Were they on the clock? You shouldn't be using your phone on the floor while on the clock unless you're helping a guest. It can be considered loafing, which is a CCA and fireable offense. Additionally, there shouldn't be a reason that a TM had to record the fight, for what purpose? We have cameras for a reason lol.


----------



## Workinggirl1234 (Jan 22, 2021)

checklane01 said:


> Were they on the clock? You shouldn't be using your phone on the floor while on the clock unless you're helping a guest. It can be considered loafing, which is a CCA and fireable offense. Additionally, there shouldn't be a reason that a TM had to record the fight, for what purpose? We have cameras for a reason lol.


yes they were, a manger asked them to record it though and they have proof of it.


----------



## checklane01 (Jan 22, 2021)

Workinggirl1234 said:


> yes they were, a manger asked them to record it though and they have proof of it.


I find that hard to believe. But if it is, they need to talk to their ETL HR or SD so that leader can get talked to you. There's literally no reason for the TM to record it, not to mention it looks really bad from the public's perspective. Assuming the fight was guest on guest, a leader or AP should have called the police and dealt with it from there.


----------



## Amanda Cantwell (Jan 22, 2021)

Workinggirl1234 said:


> A team member of mine was recording an incident at our store and is now being put on CA for it. In the handbook it says nothing about recording or taking pictures of something. The video was only sent to two managers. Is this allowed to be put on CA or possibly fired. Need answers quick!

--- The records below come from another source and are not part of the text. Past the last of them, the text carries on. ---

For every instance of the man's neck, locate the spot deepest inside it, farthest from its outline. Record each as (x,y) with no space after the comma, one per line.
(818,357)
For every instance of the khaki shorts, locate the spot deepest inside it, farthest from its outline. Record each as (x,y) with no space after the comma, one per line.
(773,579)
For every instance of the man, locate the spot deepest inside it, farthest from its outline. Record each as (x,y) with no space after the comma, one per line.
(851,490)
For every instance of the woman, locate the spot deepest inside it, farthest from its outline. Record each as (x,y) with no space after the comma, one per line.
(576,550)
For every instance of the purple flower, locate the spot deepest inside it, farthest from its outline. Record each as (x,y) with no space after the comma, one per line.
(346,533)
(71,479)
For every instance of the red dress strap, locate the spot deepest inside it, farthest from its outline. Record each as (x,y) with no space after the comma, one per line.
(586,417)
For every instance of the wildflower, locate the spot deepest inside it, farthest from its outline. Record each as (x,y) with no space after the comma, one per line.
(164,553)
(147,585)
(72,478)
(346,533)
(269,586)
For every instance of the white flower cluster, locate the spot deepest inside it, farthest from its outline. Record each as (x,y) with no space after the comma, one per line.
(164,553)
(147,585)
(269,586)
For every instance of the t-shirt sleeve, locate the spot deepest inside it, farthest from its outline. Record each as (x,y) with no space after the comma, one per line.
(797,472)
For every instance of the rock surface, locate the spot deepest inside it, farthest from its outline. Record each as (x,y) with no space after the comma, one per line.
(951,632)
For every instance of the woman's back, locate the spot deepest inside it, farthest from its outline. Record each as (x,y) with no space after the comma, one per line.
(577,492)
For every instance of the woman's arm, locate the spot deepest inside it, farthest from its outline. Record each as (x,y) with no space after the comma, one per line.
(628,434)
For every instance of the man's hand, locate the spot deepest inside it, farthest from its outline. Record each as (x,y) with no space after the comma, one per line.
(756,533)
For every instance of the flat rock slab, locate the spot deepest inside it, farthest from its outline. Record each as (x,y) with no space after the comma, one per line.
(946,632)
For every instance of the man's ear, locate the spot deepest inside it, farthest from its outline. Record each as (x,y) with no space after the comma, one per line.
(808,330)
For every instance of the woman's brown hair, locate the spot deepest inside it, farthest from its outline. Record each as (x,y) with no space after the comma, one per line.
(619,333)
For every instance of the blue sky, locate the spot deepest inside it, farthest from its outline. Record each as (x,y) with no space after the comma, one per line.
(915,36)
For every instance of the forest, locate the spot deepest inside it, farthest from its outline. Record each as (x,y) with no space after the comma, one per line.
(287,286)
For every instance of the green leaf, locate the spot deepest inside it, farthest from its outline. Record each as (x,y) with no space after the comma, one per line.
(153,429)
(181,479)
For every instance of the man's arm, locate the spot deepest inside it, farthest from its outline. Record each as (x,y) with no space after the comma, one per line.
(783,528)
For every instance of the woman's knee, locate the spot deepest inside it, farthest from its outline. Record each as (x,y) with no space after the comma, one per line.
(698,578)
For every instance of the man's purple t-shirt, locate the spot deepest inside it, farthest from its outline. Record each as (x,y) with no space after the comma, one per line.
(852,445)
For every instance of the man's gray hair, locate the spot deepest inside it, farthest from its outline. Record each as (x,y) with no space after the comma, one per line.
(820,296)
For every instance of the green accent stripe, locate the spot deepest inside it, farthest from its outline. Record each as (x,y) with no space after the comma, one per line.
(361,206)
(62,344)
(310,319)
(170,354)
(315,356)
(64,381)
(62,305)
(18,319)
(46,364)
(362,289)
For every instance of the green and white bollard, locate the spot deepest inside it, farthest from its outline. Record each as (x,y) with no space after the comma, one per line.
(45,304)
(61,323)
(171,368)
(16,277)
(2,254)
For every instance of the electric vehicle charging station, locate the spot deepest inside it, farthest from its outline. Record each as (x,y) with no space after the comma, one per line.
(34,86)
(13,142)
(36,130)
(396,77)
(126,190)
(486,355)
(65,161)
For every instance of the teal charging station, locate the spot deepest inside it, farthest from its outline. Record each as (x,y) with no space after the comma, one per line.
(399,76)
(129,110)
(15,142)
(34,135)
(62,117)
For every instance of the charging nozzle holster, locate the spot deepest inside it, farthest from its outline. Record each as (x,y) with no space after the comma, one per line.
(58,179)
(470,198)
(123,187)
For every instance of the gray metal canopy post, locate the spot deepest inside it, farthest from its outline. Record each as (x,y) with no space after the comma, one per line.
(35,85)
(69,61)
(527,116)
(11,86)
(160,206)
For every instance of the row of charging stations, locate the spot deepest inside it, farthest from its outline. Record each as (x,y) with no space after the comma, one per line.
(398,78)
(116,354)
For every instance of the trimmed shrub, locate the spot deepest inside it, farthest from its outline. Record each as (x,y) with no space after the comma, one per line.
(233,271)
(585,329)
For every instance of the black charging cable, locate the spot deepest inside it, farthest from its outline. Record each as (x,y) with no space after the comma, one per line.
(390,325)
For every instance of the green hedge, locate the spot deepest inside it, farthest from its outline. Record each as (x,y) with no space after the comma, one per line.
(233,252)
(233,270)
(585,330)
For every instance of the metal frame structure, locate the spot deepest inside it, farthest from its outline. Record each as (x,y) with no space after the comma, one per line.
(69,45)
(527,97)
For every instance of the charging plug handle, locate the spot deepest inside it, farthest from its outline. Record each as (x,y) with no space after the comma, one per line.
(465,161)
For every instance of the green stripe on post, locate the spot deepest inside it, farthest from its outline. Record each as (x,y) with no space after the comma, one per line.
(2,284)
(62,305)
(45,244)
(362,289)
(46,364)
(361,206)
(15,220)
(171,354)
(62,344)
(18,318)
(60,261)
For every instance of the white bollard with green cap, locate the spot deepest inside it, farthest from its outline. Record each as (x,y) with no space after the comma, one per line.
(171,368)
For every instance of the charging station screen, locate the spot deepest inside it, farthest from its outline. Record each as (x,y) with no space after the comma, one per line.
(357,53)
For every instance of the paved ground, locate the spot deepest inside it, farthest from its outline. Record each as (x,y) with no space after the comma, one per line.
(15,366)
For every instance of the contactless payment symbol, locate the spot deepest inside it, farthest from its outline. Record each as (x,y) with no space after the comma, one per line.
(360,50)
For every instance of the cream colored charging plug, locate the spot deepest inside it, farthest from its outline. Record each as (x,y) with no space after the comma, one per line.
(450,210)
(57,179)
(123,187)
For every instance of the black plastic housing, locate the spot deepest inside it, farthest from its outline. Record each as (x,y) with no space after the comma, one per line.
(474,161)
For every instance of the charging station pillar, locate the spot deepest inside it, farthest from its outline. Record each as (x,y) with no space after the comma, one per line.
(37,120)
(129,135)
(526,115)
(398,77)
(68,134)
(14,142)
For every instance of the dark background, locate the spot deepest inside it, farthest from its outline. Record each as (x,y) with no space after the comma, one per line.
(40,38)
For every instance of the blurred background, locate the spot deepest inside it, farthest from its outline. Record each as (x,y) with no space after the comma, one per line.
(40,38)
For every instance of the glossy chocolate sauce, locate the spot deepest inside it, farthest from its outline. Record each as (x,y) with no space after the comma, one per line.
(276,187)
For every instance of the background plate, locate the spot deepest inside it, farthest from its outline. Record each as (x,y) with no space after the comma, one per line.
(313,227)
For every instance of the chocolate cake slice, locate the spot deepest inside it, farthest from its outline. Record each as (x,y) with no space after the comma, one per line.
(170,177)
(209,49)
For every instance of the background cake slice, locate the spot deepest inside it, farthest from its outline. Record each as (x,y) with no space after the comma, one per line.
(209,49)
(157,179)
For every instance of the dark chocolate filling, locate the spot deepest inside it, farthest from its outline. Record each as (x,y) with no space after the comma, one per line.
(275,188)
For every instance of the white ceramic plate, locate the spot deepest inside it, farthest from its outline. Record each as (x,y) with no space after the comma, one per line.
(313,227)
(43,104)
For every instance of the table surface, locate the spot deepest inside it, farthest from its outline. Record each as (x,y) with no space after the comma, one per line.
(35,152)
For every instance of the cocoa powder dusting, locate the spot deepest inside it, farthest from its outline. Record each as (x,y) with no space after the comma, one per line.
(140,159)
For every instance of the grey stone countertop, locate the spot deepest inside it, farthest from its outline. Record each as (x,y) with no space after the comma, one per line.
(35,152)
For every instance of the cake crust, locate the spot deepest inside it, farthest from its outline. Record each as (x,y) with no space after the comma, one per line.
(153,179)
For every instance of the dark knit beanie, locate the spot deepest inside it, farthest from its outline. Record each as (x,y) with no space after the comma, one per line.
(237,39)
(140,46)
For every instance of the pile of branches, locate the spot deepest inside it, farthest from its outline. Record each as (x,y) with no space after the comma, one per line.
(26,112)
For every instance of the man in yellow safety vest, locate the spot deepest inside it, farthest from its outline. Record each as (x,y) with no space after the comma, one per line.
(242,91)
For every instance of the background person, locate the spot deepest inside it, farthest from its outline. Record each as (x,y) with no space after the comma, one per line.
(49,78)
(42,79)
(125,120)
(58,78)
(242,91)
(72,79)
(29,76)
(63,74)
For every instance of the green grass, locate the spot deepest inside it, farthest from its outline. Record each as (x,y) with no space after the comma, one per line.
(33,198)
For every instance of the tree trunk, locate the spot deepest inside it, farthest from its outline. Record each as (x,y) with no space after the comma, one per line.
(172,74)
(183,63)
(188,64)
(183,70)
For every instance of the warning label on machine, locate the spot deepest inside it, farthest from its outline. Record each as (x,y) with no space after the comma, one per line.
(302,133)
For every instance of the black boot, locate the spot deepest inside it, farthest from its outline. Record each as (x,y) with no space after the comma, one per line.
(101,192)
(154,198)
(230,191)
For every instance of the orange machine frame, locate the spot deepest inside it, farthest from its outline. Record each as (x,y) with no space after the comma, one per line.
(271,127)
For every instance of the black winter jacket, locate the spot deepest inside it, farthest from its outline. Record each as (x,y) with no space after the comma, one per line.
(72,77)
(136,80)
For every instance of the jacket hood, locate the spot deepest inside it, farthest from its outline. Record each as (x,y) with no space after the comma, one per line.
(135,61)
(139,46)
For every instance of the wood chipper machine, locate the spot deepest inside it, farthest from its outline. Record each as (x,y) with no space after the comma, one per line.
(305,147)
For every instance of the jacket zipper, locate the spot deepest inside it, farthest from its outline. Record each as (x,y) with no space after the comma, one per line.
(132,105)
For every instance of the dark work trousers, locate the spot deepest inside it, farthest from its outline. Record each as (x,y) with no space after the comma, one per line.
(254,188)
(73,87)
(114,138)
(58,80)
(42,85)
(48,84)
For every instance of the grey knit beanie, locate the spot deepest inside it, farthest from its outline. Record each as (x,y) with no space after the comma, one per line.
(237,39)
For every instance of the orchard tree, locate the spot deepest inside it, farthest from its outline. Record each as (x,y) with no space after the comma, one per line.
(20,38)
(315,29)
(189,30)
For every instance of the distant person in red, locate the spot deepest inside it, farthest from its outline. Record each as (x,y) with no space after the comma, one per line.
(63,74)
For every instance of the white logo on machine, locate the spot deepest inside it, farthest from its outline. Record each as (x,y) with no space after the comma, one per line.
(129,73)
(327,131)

Actually in the handbook it  says not to do this. I don’t have it on me but I def remember a section about recording, it’s a no no because we don’t have permission so it’s a lawsuit waiting to happen.

Ap has a million cameras, no reason we ourselves need to record.


----------



## DBZ (Jan 22, 2021)

We were told in orientation never to record or photograph a guest. It was made clear that it was a very bad thing to do.


----------



## Hardlinesmaster (Jan 22, 2021)

The tm recording violated social media policy.


----------



## buliSBI (Jan 22, 2021)

lts Target...there are cameras almost everywhere


----------



## allnew2 (Jan 22, 2021)

buliSBI said:


> lts Target...there are cameras almost everywhere


No audio tho


----------



## NKG (Jan 22, 2021)

We aren't live pd so you can't record as tm. Sorry your friend dumbbb


----------



## Bufferine (Jan 23, 2021)

Noone can record or take pictures. Not guest or people working for Target. 100% not allowed for security purposes. Target is private property. Maybe not enforced all the time but it’s the rules.


----------



## Fluttervale (Jan 23, 2021)

Just don't do it again.  When you're on the clock it's Target recording, not you.  Target has different rules they have to follow than the average citizen.


----------



## buliSBI (Jan 23, 2021)

As you say a TL was there, it was their job to document the event and be the witness.


----------